Przykładem budynku wykorzystującego szkło fotowoltaiczne jest Twin City Tower w Bratysławie.

Ten biurowiec ma na elewacji 192 elementy ze szkła fotowoltaicznego, które nie tylko produkują energię, ale także zapewniają izolację termiczną i akustyczną, zmniejszając zapotrzebowanie na energię potrzebną do ogrzewania, wentylacji i klimatyzacji o 19%.

Z kolei fasada jednej ze szkół w Danii została pokryta panelami słonecznymi, z których każdy jest ustawiony pod odpowiednim kątem. Panele te generują energię pokrywającą ponad połowę rocznego zapotrzebowania szkoły.

Innym bardzo ciekawym materiałem jest grzybnia, zupełnie nowatorski materiał, który sam rośnie. To znaczy, że materiał zagęszcza się w trakcie pracy budynku i staje się trwalszy na przestrzeni czasu, przez co będzie w stanie zastąpić w wielu obszarach na przykład beton czy cement – mówi Tomasz Bojęć.

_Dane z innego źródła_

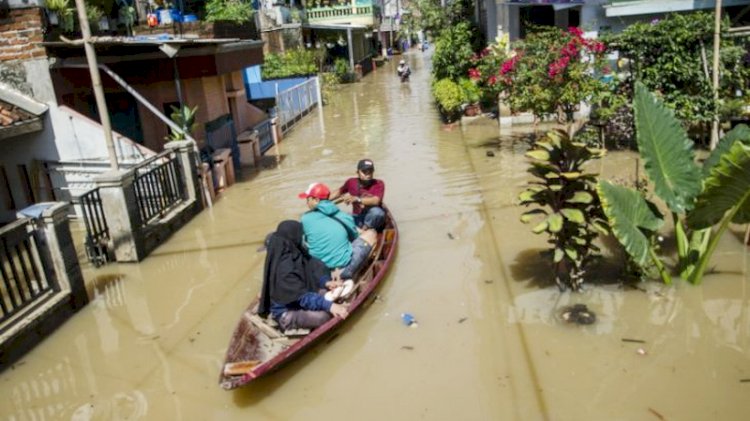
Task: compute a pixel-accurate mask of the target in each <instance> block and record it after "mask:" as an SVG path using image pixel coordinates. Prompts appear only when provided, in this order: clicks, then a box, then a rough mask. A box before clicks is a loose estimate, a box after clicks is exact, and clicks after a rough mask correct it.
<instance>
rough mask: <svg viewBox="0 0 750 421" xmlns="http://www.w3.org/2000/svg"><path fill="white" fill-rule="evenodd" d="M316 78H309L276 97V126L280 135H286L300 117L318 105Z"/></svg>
mask: <svg viewBox="0 0 750 421" xmlns="http://www.w3.org/2000/svg"><path fill="white" fill-rule="evenodd" d="M318 101H320V98H319V97H318V78H317V77H314V78H310V79H308V80H306V81H305V82H303V83H300V84H299V85H297V86H294V87H293V88H289V89H287V90H286V91H283V92H279V93H278V94H277V95H276V106H277V108H278V117H279V122H278V124H279V125H280V126H281V131H282V133H286V132H287V131H288V130H289V129H291V128H292V126H293V125H294V124H295V123H296V122H297V121H299V120H300V119H301V118H302V117H304V116H305V115H307V113H309V112H310V110H312V108H313V107H314V106H316V105H317V104H318Z"/></svg>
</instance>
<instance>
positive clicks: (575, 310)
mask: <svg viewBox="0 0 750 421" xmlns="http://www.w3.org/2000/svg"><path fill="white" fill-rule="evenodd" d="M560 316H561V317H562V319H563V320H565V321H566V322H568V323H575V324H579V325H590V324H592V323H594V322H595V321H596V314H595V313H594V312H593V311H591V310H589V309H588V307H586V304H575V305H573V306H572V307H566V308H564V309H563V311H562V313H560Z"/></svg>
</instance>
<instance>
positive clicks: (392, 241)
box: [219, 211, 398, 390]
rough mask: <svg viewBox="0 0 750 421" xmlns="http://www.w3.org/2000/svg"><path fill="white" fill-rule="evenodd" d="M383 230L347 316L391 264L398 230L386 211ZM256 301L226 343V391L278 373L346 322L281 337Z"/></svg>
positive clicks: (330, 325) (381, 278) (391, 216)
mask: <svg viewBox="0 0 750 421" xmlns="http://www.w3.org/2000/svg"><path fill="white" fill-rule="evenodd" d="M386 213H387V218H386V227H385V229H384V230H383V232H382V233H380V234H378V241H377V243H376V245H375V247H374V248H373V252H372V253H371V254H370V257H369V260H368V262H367V264H366V265H365V268H364V269H363V270H361V271H360V272H359V274H358V276H357V277H356V278H355V288H354V292H353V293H352V294H351V295H350V296H349V297H348V298H347V299H346V301H345V302H346V303H348V304H349V314H350V315H351V314H352V313H354V312H356V311H357V310H358V309H359V308H360V307H362V306H363V304H364V302H365V301H366V300H367V298H368V297H370V295H372V292H373V291H374V290H375V288H376V287H377V286H378V285H379V284H380V282H381V281H382V280H383V278H384V277H385V275H386V272H388V268H389V267H390V265H391V263H392V262H393V257H394V255H395V251H396V244H397V243H398V228H397V227H396V222H395V221H394V220H393V217H392V215H391V213H390V212H389V211H386ZM257 307H258V302H257V299H256V300H255V301H254V302H253V303H251V304H250V306H249V307H248V308H247V309H246V310H245V312H244V313H243V314H242V317H241V318H240V321H239V323H237V327H236V328H235V329H234V333H233V334H232V339H231V340H230V342H229V348H228V349H227V353H226V356H225V358H224V364H223V366H222V370H221V374H220V376H219V384H220V385H221V387H222V388H224V389H226V390H231V389H235V388H238V387H240V386H244V385H246V384H247V383H250V382H251V381H253V380H255V379H257V378H259V377H261V376H263V375H265V374H268V373H269V372H271V371H274V370H275V369H278V368H279V367H280V366H282V365H283V364H284V363H286V362H288V361H289V360H291V359H292V358H294V357H296V356H298V355H300V354H301V353H302V352H303V351H305V350H306V349H308V348H310V347H311V346H312V345H313V344H315V343H316V342H318V341H319V340H320V339H321V338H322V337H324V336H326V334H328V333H330V332H331V331H333V330H334V329H336V328H337V327H338V326H339V325H341V324H342V323H344V322H345V320H343V319H340V318H338V317H334V318H332V319H331V320H329V321H328V322H326V323H325V324H323V325H322V326H320V327H318V328H317V329H315V330H313V331H311V332H307V331H303V332H300V331H296V332H286V334H284V333H282V332H281V331H280V330H278V329H277V326H276V323H275V322H274V321H273V320H271V319H270V318H262V317H261V316H260V315H258V314H257Z"/></svg>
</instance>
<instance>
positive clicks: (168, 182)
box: [134, 150, 183, 226]
mask: <svg viewBox="0 0 750 421" xmlns="http://www.w3.org/2000/svg"><path fill="white" fill-rule="evenodd" d="M135 171H136V173H135V182H134V186H135V196H136V200H137V202H138V211H139V212H140V215H141V223H142V224H143V225H144V226H145V225H147V224H148V223H149V222H150V221H151V220H152V219H154V218H157V217H163V216H164V215H165V214H166V213H167V212H169V210H170V209H171V208H172V207H173V206H174V205H176V204H177V203H179V202H180V201H181V200H182V198H183V187H182V185H183V180H182V178H181V177H180V168H179V164H178V162H177V157H176V154H175V152H174V151H172V150H167V151H164V152H162V153H160V154H158V155H156V156H155V157H153V158H151V159H149V160H147V161H144V162H143V163H142V164H139V165H138V166H136V168H135Z"/></svg>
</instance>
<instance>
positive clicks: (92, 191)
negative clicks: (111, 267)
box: [78, 187, 109, 267]
mask: <svg viewBox="0 0 750 421" xmlns="http://www.w3.org/2000/svg"><path fill="white" fill-rule="evenodd" d="M78 203H79V205H80V207H81V213H82V214H83V224H84V226H85V227H86V240H85V247H86V255H87V256H88V258H89V260H90V261H91V263H92V264H93V265H94V266H96V267H99V266H101V265H103V264H105V263H107V262H108V261H109V227H108V226H107V218H106V217H105V216H104V209H103V208H102V198H101V196H100V195H99V188H98V187H97V188H95V189H91V190H89V191H88V192H86V193H84V194H82V195H81V196H80V197H79V198H78Z"/></svg>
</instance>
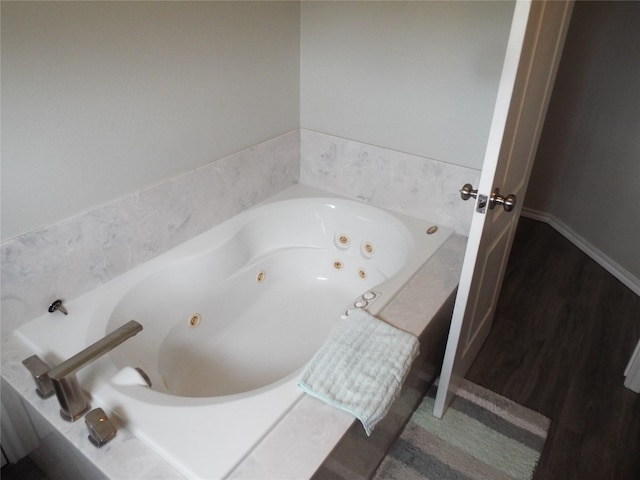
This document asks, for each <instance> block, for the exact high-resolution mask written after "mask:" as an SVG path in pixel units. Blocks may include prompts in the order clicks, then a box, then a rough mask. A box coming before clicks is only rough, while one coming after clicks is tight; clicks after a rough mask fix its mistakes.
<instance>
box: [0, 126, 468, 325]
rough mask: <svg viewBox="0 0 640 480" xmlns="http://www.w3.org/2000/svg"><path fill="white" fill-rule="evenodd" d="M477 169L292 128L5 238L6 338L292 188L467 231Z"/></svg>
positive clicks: (321, 134) (464, 230)
mask: <svg viewBox="0 0 640 480" xmlns="http://www.w3.org/2000/svg"><path fill="white" fill-rule="evenodd" d="M479 178H480V172H479V171H477V170H474V169H470V168H466V167H460V166H456V165H451V164H447V163H444V162H439V161H436V160H432V159H429V158H424V157H419V156H416V155H410V154H406V153H402V152H398V151H394V150H389V149H385V148H381V147H377V146H373V145H368V144H364V143H361V142H356V141H353V140H347V139H343V138H340V137H336V136H332V135H327V134H323V133H318V132H314V131H310V130H305V129H302V130H296V131H292V132H289V133H287V134H284V135H282V136H280V137H277V138H274V139H271V140H268V141H266V142H263V143H260V144H258V145H255V146H253V147H251V148H248V149H246V150H243V151H241V152H238V153H236V154H233V155H230V156H228V157H224V158H222V159H219V160H217V161H214V162H212V163H210V164H207V165H205V166H202V167H200V168H198V169H195V170H193V171H191V172H187V173H185V174H183V175H180V176H177V177H175V178H172V179H170V180H168V181H167V182H164V183H161V184H159V185H156V186H153V187H151V188H149V189H146V190H142V191H140V192H136V193H134V194H133V195H130V196H127V197H124V198H122V199H119V200H116V201H114V202H111V203H109V204H107V205H104V206H102V207H99V208H97V209H95V210H92V211H89V212H86V213H83V214H80V215H77V216H75V217H72V218H70V219H67V220H65V221H62V222H59V223H56V224H53V225H50V226H48V227H45V228H42V229H40V230H36V231H33V232H30V233H27V234H25V235H21V236H19V237H16V238H14V239H11V240H8V241H6V242H4V243H3V244H2V245H1V247H0V254H1V267H2V268H1V287H2V305H1V310H0V315H1V318H2V334H3V335H4V334H6V333H9V332H11V331H13V330H14V329H15V328H16V327H17V326H18V325H20V324H21V323H22V322H24V321H28V320H30V319H32V318H35V317H36V316H38V315H40V314H42V311H43V309H44V308H46V306H47V305H49V303H51V301H53V300H55V299H56V298H63V299H67V300H71V299H73V298H75V297H77V296H79V295H81V294H83V293H85V292H87V291H89V290H91V289H93V288H95V287H97V286H99V285H101V284H103V283H105V282H107V281H109V280H111V279H112V278H115V277H116V276H118V275H120V274H122V273H124V272H126V271H128V270H130V269H131V268H133V267H135V266H136V265H139V264H140V263H143V262H145V261H146V260H149V259H150V258H153V257H155V256H156V255H158V254H160V253H162V252H164V251H166V250H168V249H170V248H172V247H174V246H176V245H178V244H180V243H182V242H184V241H185V240H187V239H189V238H192V237H193V236H195V235H197V234H199V233H201V232H203V231H206V230H207V229H209V228H211V227H213V226H215V225H217V224H218V223H221V222H223V221H224V220H226V219H228V218H230V217H232V216H233V215H235V214H237V213H238V212H240V211H242V210H244V209H246V208H248V207H250V206H252V205H255V204H256V203H259V202H260V201H262V200H264V199H266V198H268V197H269V196H271V195H274V194H275V193H278V192H279V191H281V190H283V189H284V188H286V187H288V186H290V185H292V184H294V183H296V182H298V181H299V182H300V183H304V184H306V185H309V186H311V187H316V188H320V189H323V190H326V191H329V192H333V193H337V194H340V195H344V196H347V197H352V198H357V199H360V200H364V201H367V202H370V203H372V204H374V205H378V206H381V207H385V208H389V209H392V210H395V211H399V212H402V213H406V214H409V215H413V216H415V217H419V218H423V219H426V220H431V221H433V222H435V223H439V224H441V225H444V226H447V227H450V228H453V229H454V230H455V231H456V233H458V234H461V235H463V236H467V235H468V229H469V225H470V224H471V216H472V208H470V207H471V206H470V205H468V204H466V203H465V202H462V201H461V200H460V195H459V193H458V190H459V189H460V187H461V186H462V185H463V184H464V183H467V182H469V183H472V184H474V185H475V184H477V182H478V180H479Z"/></svg>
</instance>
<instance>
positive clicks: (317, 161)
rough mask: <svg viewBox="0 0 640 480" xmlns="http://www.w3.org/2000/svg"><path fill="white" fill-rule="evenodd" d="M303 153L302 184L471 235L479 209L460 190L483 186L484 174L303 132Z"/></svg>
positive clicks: (410, 156) (301, 133) (359, 144)
mask: <svg viewBox="0 0 640 480" xmlns="http://www.w3.org/2000/svg"><path fill="white" fill-rule="evenodd" d="M300 149H301V150H300V151H301V156H300V183H304V184H305V185H309V186H310V187H316V188H321V189H323V190H326V191H329V192H333V193H337V194H340V195H345V196H348V197H353V198H358V199H360V200H364V201H367V202H370V203H372V204H374V205H378V206H381V207H385V208H388V209H390V210H395V211H398V212H401V213H405V214H407V215H411V216H414V217H418V218H422V219H425V220H431V221H433V222H435V223H438V224H440V225H443V226H446V227H450V228H453V229H454V230H455V231H456V232H457V233H459V234H461V235H464V236H468V235H469V226H470V225H471V217H472V215H473V208H472V206H471V205H469V204H468V203H466V204H465V202H463V201H461V199H460V193H459V190H460V188H461V187H462V185H464V184H465V183H471V184H472V185H477V183H478V180H479V179H480V171H479V170H475V169H472V168H468V167H461V166H458V165H452V164H449V163H444V162H439V161H437V160H432V159H430V158H425V157H420V156H417V155H411V154H407V153H402V152H398V151H395V150H389V149H386V148H381V147H376V146H373V145H368V144H364V143H360V142H355V141H353V140H347V139H344V138H340V137H335V136H331V135H326V134H323V133H318V132H314V131H310V130H301V132H300Z"/></svg>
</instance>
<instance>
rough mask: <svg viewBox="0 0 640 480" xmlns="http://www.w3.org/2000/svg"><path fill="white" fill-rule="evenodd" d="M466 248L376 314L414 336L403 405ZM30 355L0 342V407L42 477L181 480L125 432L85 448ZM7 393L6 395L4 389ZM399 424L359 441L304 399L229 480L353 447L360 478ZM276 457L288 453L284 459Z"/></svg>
mask: <svg viewBox="0 0 640 480" xmlns="http://www.w3.org/2000/svg"><path fill="white" fill-rule="evenodd" d="M465 242H466V240H465V239H464V237H461V236H459V235H453V236H452V237H450V238H449V239H448V240H447V241H446V242H445V244H444V245H443V246H442V247H441V248H440V249H439V250H438V252H437V253H436V254H435V255H434V256H433V257H432V258H430V259H429V261H428V262H427V263H426V264H425V265H424V266H423V268H422V269H421V270H420V271H419V272H418V274H417V275H416V276H415V277H414V278H413V279H412V280H411V281H410V283H409V284H408V285H407V286H405V288H404V289H403V290H402V291H401V292H400V293H399V294H398V295H397V296H396V297H395V298H394V299H393V300H392V301H391V302H390V303H389V304H388V305H387V306H386V307H385V308H384V309H383V310H382V311H381V312H380V313H379V314H378V316H379V317H381V318H382V319H384V320H386V321H388V322H389V323H391V324H393V325H395V326H397V327H399V328H401V329H404V330H406V331H409V332H411V333H414V334H415V335H417V336H419V337H421V342H422V343H421V346H422V348H421V349H422V352H423V354H422V355H421V357H420V358H419V359H418V360H417V361H416V362H415V364H414V369H412V374H411V377H410V379H409V380H408V381H407V383H406V388H405V389H404V392H405V393H403V396H404V397H405V398H404V399H399V400H402V401H403V402H405V403H406V402H407V400H406V398H407V395H408V396H409V403H411V398H414V399H419V397H420V396H421V394H422V392H421V390H422V388H423V387H424V388H426V385H427V384H428V383H429V382H430V380H431V379H432V378H433V376H434V375H435V372H436V369H437V368H439V362H441V359H442V357H441V354H440V350H439V349H440V344H441V343H442V342H443V341H444V339H445V338H446V333H447V331H448V321H449V318H450V307H451V306H452V298H453V294H454V292H455V289H456V287H457V282H458V278H459V274H460V270H461V265H462V258H463V255H464V248H465ZM29 355H31V351H30V350H29V349H28V348H27V347H25V346H24V345H23V344H22V343H21V342H20V341H19V340H18V339H17V338H15V337H14V336H13V335H7V336H5V337H3V338H2V377H3V387H4V388H2V395H3V403H4V402H5V401H6V402H7V403H8V404H10V405H12V406H13V407H15V408H17V409H19V410H20V409H21V410H22V411H23V412H25V415H26V416H28V417H30V418H31V420H30V421H31V423H32V424H33V425H34V426H35V427H36V430H37V435H38V437H40V442H41V447H40V448H39V449H36V450H35V451H34V453H33V454H32V456H34V458H36V460H37V461H38V463H40V464H44V465H43V466H44V467H45V469H46V470H47V471H49V470H51V469H50V468H47V464H48V465H50V466H51V468H52V469H53V468H57V469H60V468H64V465H69V464H72V463H73V464H74V466H76V467H77V468H79V470H80V471H81V472H84V474H83V477H85V478H113V479H119V478H141V479H143V478H154V479H162V478H167V479H175V478H181V475H180V474H178V473H177V472H176V471H175V470H174V469H173V468H172V467H171V466H170V465H169V464H168V463H167V462H166V461H164V460H163V459H162V458H161V457H160V456H159V455H157V454H156V453H155V452H154V451H153V450H152V449H151V448H149V447H148V446H147V445H146V444H145V443H143V441H142V440H140V439H138V438H136V437H135V436H134V435H133V434H132V433H131V432H130V431H129V430H128V429H127V428H126V426H124V425H120V426H119V427H120V428H119V430H118V434H117V436H116V438H115V439H114V440H113V441H112V442H110V443H109V444H107V445H106V446H105V447H103V448H102V449H96V448H95V447H93V446H92V445H91V444H89V442H86V441H85V440H86V427H85V426H84V423H83V422H75V423H67V422H64V421H63V420H62V419H61V418H60V416H59V413H58V408H59V407H58V404H57V401H56V400H55V399H48V400H42V399H40V398H39V397H38V396H37V394H36V393H35V390H34V386H33V383H32V381H31V379H30V378H29V377H28V375H26V374H25V370H24V367H23V366H22V364H21V361H22V360H23V359H24V358H26V357H28V356H29ZM8 386H11V387H12V388H6V387H8ZM416 401H417V400H416ZM396 403H402V402H396ZM409 413H410V412H409ZM397 415H400V417H398V416H397ZM400 418H401V414H400V413H397V410H396V411H394V412H392V413H391V414H390V415H389V416H388V418H386V419H385V420H383V422H382V423H381V424H380V425H379V427H378V428H377V430H376V432H378V433H376V432H374V435H373V436H372V437H369V439H367V438H366V437H365V438H360V437H363V435H362V433H361V432H360V431H361V430H362V428H361V427H360V425H359V424H358V423H357V422H355V420H354V418H353V417H352V416H350V415H348V414H346V413H344V412H342V411H340V410H337V409H335V408H332V407H329V406H327V405H325V404H324V403H322V402H320V401H318V400H315V399H313V398H311V397H308V396H303V397H302V398H301V399H300V400H299V401H298V402H297V403H296V404H295V405H294V407H293V408H292V409H291V410H290V411H289V412H288V413H287V414H286V415H285V416H284V417H283V418H282V419H281V420H280V421H279V423H278V424H277V425H276V426H275V427H274V428H273V429H272V430H271V431H270V432H269V433H268V434H267V435H266V436H265V437H264V438H263V440H262V441H261V442H260V443H259V444H258V445H257V446H256V447H255V448H254V449H253V451H252V452H251V453H250V454H249V455H248V456H247V457H246V458H245V459H244V460H243V461H242V462H241V463H240V464H239V465H238V467H237V468H236V469H235V470H234V471H232V473H231V474H230V475H229V478H256V477H260V478H283V477H288V478H292V477H295V478H311V477H312V476H313V475H314V473H315V472H316V471H317V470H318V469H319V468H323V469H324V468H331V463H332V462H331V458H332V455H333V456H335V455H341V454H343V453H344V452H345V451H347V452H351V453H348V455H352V453H353V451H354V447H353V446H354V445H356V446H357V447H356V448H357V449H360V448H361V447H362V445H365V446H366V447H365V448H364V449H363V450H361V452H362V454H361V455H353V460H354V464H355V465H354V467H353V468H354V471H353V473H354V474H356V475H355V476H367V471H369V470H370V469H371V468H375V466H376V465H377V458H378V457H380V458H381V455H384V453H385V451H386V446H387V445H388V444H389V443H390V441H391V440H392V437H394V436H395V433H396V432H395V430H396V428H395V426H397V424H398V423H399V422H400ZM116 420H117V419H116ZM401 425H402V423H400V424H399V426H398V428H397V430H398V431H399V429H400V428H401ZM389 439H391V440H389ZM37 440H38V439H34V442H36V443H37ZM363 440H364V443H363ZM354 442H355V443H354ZM336 446H337V447H338V448H336ZM39 451H46V452H47V453H46V456H44V455H40V456H38V455H39ZM332 451H333V453H332ZM282 452H287V453H286V455H283V453H282ZM325 460H326V462H325ZM323 462H325V463H324V465H323ZM76 475H77V474H76ZM57 476H59V477H60V478H64V477H65V476H66V477H67V478H68V477H70V476H73V475H71V474H70V473H69V472H64V473H63V474H62V475H52V477H53V478H55V477H57Z"/></svg>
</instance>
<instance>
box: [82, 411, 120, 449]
mask: <svg viewBox="0 0 640 480" xmlns="http://www.w3.org/2000/svg"><path fill="white" fill-rule="evenodd" d="M84 423H85V424H86V425H87V428H88V429H89V437H88V438H89V441H90V442H91V443H93V444H94V445H95V446H96V447H98V448H100V447H101V446H102V445H104V444H105V443H107V442H109V441H111V440H113V437H115V436H116V427H115V426H114V425H113V423H111V420H109V417H107V414H106V413H104V410H102V409H101V408H94V409H93V410H91V411H90V412H89V413H87V415H86V416H85V417H84Z"/></svg>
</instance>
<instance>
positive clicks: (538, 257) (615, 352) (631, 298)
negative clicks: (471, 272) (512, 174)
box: [467, 218, 640, 480]
mask: <svg viewBox="0 0 640 480" xmlns="http://www.w3.org/2000/svg"><path fill="white" fill-rule="evenodd" d="M639 338H640V297H638V296H637V295H635V294H634V293H633V292H631V291H630V290H629V289H628V288H627V287H625V286H624V285H623V284H621V283H620V282H619V281H618V280H617V279H615V278H614V277H613V276H612V275H610V274H609V273H608V272H606V271H605V270H604V269H603V268H602V267H600V266H599V265H598V264H597V263H595V262H594V261H593V260H591V259H590V258H589V257H588V256H587V255H585V254H584V253H583V252H581V251H580V250H579V249H578V248H577V247H575V246H574V245H573V244H571V243H570V242H569V241H568V240H566V239H565V238H564V237H562V236H561V235H560V234H559V233H558V232H556V231H555V230H553V229H552V228H551V227H549V226H548V225H546V224H543V223H540V222H536V221H534V220H530V219H526V218H522V219H521V220H520V223H519V225H518V232H517V234H516V237H515V239H514V245H513V249H512V252H511V257H510V260H509V264H508V267H507V271H506V273H505V282H504V286H503V288H502V291H501V294H500V299H499V302H498V306H497V309H496V314H495V320H494V327H493V329H492V331H491V334H490V335H489V338H488V339H487V341H486V343H485V345H484V346H483V348H482V350H481V351H480V353H479V355H478V358H477V360H476V362H474V365H473V366H472V368H471V370H470V372H469V374H468V376H467V377H468V378H469V380H471V381H473V382H475V383H478V384H480V385H482V386H484V387H487V388H489V389H491V390H493V391H495V392H497V393H499V394H501V395H504V396H506V397H508V398H511V399H512V400H514V401H516V402H518V403H520V404H522V405H525V406H527V407H529V408H532V409H533V410H536V411H538V412H540V413H542V414H544V415H546V416H548V417H549V418H551V420H552V426H551V430H550V432H549V437H548V439H547V443H546V445H545V450H544V452H543V454H542V457H541V459H540V463H539V465H538V469H537V470H536V476H535V479H536V480H552V479H562V480H566V479H573V478H575V479H583V480H589V479H594V480H601V479H621V480H626V479H629V480H638V479H640V395H638V394H636V393H633V392H631V391H630V390H628V389H626V388H624V386H623V372H624V368H625V366H626V363H627V361H628V360H629V358H630V356H631V353H632V352H633V349H634V347H635V344H636V342H637V341H638V339H639Z"/></svg>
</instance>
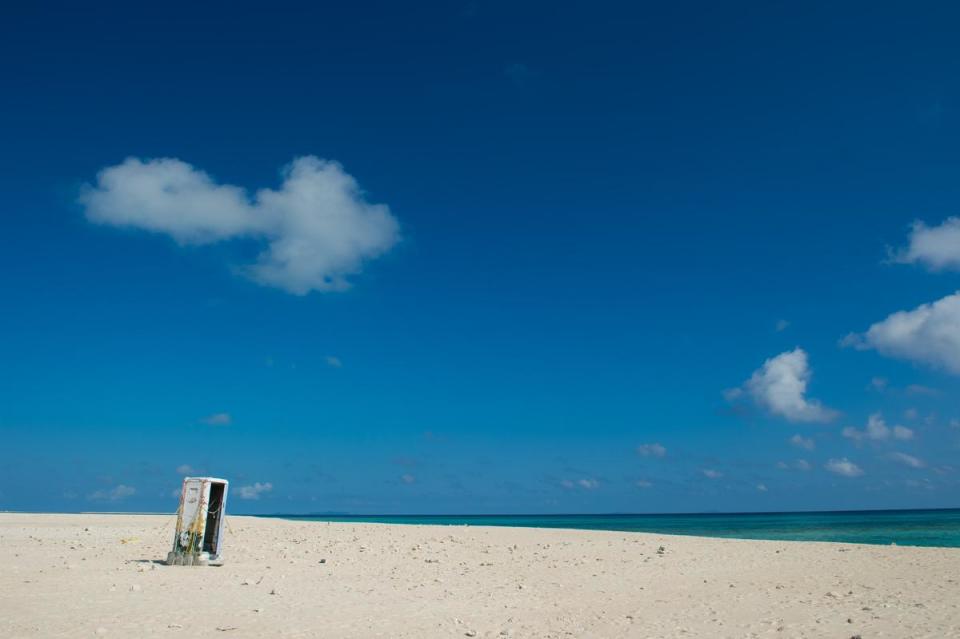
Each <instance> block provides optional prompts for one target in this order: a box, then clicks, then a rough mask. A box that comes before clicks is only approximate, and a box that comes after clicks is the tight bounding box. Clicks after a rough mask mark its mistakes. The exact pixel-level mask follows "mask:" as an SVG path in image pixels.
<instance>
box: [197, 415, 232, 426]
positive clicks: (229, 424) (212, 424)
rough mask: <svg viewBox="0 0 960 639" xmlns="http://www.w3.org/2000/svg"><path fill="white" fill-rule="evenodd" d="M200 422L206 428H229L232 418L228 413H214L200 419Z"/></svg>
mask: <svg viewBox="0 0 960 639" xmlns="http://www.w3.org/2000/svg"><path fill="white" fill-rule="evenodd" d="M200 422H201V423H203V424H206V425H207V426H229V425H230V424H232V423H233V417H231V416H230V413H214V414H213V415H207V416H206V417H204V418H202V419H201V420H200Z"/></svg>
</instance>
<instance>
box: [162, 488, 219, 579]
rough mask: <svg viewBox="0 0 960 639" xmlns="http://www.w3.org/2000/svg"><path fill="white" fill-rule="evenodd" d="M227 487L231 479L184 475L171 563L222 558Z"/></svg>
mask: <svg viewBox="0 0 960 639" xmlns="http://www.w3.org/2000/svg"><path fill="white" fill-rule="evenodd" d="M227 487H228V482H227V480H225V479H218V478H216V477H186V478H184V480H183V488H182V489H181V491H180V508H179V509H178V510H177V530H176V533H175V535H174V537H173V550H171V551H170V553H169V554H168V555H167V564H169V565H171V566H173V565H177V566H206V565H208V564H210V563H219V562H220V560H221V557H222V552H221V541H222V539H223V526H224V514H225V513H226V507H227Z"/></svg>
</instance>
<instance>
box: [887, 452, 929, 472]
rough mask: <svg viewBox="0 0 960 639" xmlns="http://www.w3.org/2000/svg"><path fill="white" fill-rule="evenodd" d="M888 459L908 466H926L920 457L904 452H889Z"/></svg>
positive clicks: (917, 466)
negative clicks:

Grzybnia to system korzeniowy grzybów, który po utwardzeniu staje się wytrzymałym, odpornym na wodę i ogień materiałem.

Choć już teraz znajduje zastosowanie w opakowaniach, naukowcy widzą w nim duży potencjał jako materiał budowlany. Dotychczas jego użycie ograniczało się głównie do tymczasowych konstrukcji, takich jak instalacje artystyczne.

Nowe materiały mogą też pomóc w wyłapywaniu CO2. To np. biowęgiel, który został już przetestowany w całkiem dużej skali. W 2021 roku jeden z salonów samochodowych w Monachium w 100 proc. został obłożony właśnie tym materiałem. Biowęgiel wyłapuje nawet do 2/3 produkcji CO2 z otoczenia, co powoduje, że potencjalnie zastosowanie takich materiałów będzie w stanie wyrównać koszty produkcji CO2, jaki generuje sektor budowlany – ocenia ekspert.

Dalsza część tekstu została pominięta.